Китти устремила на него недоуменный взгляд. А недоумевать Кэтрин Тэлбот – Китти для родственников и ближайших друзей – не привыкла. Напротив, в семье и среди жителей Биддингтона она славилась быстрым умом и практичностью, талантом выбираться из затруднительных обстоятельств. Однако сейчас Китти растерялась. Она выйдет замуж за Чарльза – уже несколько лет такое будущее представлялось ей неизбежным. И вдруг свадьбе не бывать? Что можно сказать, что можно почувствовать под бременем подобных новостей? Все изменилось. И только Чарльз выглядел как обычно в своей повседневной одежде – Китти видела ее тысячи раз. С нарочитой небрежностью, какую может себе позволить только богатый джентльмен, он носил затейливо вышитый, небрежно застегнутый жилет, безвкусно яркий шейный платок, скорее перекрученный, нежели повязанный.

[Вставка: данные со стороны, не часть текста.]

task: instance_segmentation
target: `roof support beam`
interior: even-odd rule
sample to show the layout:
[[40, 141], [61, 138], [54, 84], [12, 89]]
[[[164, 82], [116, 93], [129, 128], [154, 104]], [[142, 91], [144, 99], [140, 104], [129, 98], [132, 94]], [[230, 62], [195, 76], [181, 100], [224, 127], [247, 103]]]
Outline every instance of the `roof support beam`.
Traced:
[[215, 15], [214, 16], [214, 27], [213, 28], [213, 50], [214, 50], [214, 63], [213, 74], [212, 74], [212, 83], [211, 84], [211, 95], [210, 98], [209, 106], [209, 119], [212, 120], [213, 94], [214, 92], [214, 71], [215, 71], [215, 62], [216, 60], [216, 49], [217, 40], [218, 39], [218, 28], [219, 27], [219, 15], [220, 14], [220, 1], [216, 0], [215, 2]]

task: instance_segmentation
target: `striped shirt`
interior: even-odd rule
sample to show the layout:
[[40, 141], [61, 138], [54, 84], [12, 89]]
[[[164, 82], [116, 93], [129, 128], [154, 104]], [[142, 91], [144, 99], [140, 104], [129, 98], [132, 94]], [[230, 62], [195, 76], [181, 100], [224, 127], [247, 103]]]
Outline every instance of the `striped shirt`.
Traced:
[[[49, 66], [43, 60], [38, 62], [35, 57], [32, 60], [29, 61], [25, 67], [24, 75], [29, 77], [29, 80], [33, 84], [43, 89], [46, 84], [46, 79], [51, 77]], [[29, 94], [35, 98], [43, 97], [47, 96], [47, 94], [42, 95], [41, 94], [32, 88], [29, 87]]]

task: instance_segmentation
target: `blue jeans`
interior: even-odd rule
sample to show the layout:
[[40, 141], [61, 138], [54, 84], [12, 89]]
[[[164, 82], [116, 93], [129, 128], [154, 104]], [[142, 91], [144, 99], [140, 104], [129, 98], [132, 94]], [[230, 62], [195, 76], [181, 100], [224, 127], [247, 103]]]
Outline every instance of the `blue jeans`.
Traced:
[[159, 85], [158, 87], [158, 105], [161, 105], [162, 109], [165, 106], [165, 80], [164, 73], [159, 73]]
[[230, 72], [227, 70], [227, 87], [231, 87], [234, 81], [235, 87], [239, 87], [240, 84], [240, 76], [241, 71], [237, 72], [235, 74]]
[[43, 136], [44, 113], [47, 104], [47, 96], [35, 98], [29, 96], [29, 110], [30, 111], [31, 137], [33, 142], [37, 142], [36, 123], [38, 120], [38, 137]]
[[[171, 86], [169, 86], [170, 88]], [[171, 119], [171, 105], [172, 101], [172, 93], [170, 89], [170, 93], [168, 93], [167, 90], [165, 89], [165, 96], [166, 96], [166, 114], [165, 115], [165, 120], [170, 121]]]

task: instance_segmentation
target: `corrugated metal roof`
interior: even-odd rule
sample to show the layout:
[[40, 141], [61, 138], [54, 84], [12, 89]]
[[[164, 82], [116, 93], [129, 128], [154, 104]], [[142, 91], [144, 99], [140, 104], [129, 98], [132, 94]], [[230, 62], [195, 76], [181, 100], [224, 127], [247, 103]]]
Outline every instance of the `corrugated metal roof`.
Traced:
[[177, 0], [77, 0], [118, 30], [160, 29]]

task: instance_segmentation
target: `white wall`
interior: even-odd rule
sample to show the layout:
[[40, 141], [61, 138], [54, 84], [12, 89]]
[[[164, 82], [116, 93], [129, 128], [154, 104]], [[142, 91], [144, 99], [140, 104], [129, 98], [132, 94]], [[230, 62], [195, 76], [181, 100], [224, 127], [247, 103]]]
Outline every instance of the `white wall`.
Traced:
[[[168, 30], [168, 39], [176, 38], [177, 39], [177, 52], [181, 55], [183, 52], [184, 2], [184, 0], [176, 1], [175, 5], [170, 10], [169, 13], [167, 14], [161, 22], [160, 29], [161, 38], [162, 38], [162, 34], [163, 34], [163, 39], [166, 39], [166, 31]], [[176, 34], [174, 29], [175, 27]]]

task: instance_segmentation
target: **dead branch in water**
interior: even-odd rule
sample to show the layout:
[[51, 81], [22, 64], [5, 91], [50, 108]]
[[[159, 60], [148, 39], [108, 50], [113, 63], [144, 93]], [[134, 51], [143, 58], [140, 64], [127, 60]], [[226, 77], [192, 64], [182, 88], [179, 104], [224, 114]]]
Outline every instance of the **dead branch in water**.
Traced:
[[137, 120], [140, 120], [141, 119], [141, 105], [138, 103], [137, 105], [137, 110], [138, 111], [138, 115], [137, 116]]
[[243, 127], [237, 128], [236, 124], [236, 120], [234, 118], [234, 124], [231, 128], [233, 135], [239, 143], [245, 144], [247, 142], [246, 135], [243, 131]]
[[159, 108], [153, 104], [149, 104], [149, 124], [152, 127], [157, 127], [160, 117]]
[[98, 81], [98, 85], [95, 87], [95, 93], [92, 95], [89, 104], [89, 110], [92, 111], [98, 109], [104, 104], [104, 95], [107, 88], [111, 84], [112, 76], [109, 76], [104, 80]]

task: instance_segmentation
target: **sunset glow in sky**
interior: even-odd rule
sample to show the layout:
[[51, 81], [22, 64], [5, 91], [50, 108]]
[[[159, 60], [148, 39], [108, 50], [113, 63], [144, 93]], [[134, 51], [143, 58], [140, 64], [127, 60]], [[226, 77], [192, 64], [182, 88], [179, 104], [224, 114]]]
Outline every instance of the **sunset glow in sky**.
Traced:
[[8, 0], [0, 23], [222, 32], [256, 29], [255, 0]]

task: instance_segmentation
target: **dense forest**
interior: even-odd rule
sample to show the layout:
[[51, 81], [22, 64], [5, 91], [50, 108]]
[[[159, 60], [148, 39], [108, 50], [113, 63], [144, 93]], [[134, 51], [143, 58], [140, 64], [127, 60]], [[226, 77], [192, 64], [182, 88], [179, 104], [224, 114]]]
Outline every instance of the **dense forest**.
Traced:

«Мог бы, по крайней мере, – подумала Китти, с нарастающим негодованием глядя на этот отвратительный платок, – принарядиться ради такого случая».
Толика ее гнева, очевидно, отразилась на лице, поскольку Чарльз мгновенно сменил мину c возмутительной покровительственно-виноватой на по-детски обиженную.
– Ах, не смотрите на меня так! – воскликнул он раздраженно. – Если на то пошло, официально мы ничего друг другу не обещали.
– Не обещали официально?..
К Китти не только вернулось присутствие духа – ее охватила ярость. Никчемный обманщик!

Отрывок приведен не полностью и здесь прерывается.